Steven Haines, author of the definitive guide on product management, The Product Manager’s Desk Reference, defines a product as “anything that is sold, tangible or intangible.” This broad definition covers anything from a bar of soap, a tangible product used to wash something, to a home security service, and intangible product that offers the peace of mind that your family and property are well-protected. This works well for commercial products sold to consumers or in a B2B market. Oddly enough, this definition does not include much of the custom software that is written to support important internal operations of many medium to large businesses. We will come back to this in a moment…
What makes a product special is its ability to repeatedly delivers benefits to the customer without requiring the organization to build something new and\or unique each time. This is an important distinction for a product. For example, Monopoly is a board game product which offers me the opportunity to spend time with family and friends and have positive interactions with them, i.e. fun. As long as I own that product, I have the potential to have fun with people I care about.

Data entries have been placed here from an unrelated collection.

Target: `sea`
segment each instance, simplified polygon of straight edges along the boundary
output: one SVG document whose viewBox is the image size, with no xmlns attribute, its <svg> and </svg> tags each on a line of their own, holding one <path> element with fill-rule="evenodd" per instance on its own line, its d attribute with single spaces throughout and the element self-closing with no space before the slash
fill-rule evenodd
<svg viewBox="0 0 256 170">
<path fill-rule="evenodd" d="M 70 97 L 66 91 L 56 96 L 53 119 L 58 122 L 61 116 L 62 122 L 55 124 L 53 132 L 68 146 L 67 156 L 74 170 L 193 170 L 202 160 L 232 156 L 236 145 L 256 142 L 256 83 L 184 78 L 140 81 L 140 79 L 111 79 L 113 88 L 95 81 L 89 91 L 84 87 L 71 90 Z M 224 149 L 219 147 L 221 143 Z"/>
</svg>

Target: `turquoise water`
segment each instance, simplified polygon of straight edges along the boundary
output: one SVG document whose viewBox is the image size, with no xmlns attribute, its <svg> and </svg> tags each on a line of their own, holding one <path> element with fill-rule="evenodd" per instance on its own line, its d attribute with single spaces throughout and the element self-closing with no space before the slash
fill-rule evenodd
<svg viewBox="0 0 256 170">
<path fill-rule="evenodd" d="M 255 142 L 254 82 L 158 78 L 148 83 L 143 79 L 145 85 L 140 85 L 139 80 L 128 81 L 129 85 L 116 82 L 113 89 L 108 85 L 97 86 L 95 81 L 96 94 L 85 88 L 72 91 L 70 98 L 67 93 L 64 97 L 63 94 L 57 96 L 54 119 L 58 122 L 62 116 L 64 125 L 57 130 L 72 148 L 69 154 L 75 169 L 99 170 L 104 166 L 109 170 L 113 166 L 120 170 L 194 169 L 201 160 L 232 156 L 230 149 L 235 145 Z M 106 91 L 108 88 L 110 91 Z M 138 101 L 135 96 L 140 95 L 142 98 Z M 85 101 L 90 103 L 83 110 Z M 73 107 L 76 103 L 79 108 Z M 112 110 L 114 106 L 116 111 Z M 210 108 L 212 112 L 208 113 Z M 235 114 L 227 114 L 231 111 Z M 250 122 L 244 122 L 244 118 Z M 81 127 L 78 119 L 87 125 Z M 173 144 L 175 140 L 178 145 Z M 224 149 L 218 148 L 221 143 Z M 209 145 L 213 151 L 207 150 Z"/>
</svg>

In contrast, a service uses human labor as the primary mechanism of delivering value to the customers and\or end users. If you take away the human element in a service, the customer receives no benefit. For example, LegacyBox, a professional digitizing service, relies on the labor of over two hundred people to convert your analog home movies and photos into a digital format and returns the originals along with the new digital assets. If you take away the human element at LegacyBox, the customer receives zero benefit from the enterprise.
So, if product = no human intervention and service = human intervention, where does custom software developed to support internal business operations reside? It is clearly not sold, so that does not make it a product according to Haines definition. However, it is clearly not a service because it does not require human intervention to deliver value. Once compiled and installed, custom software repeatedly delivers benefits.
For me, I would call custom software a system or an application (what word you use depends on the scope of the work). Because it is not sold, the people who use it are not customers, but users. For me this is important because if the user does not have the choice to use the system, or the opportunity to select from competing alternatives, they are not a customer. These distinctions could be a bit esoteric to some but they are important when we think about how to collect information to better understand the jobs, pains and gains of potentials users of a system or custom application. In any event, that is where I landed on this topic today.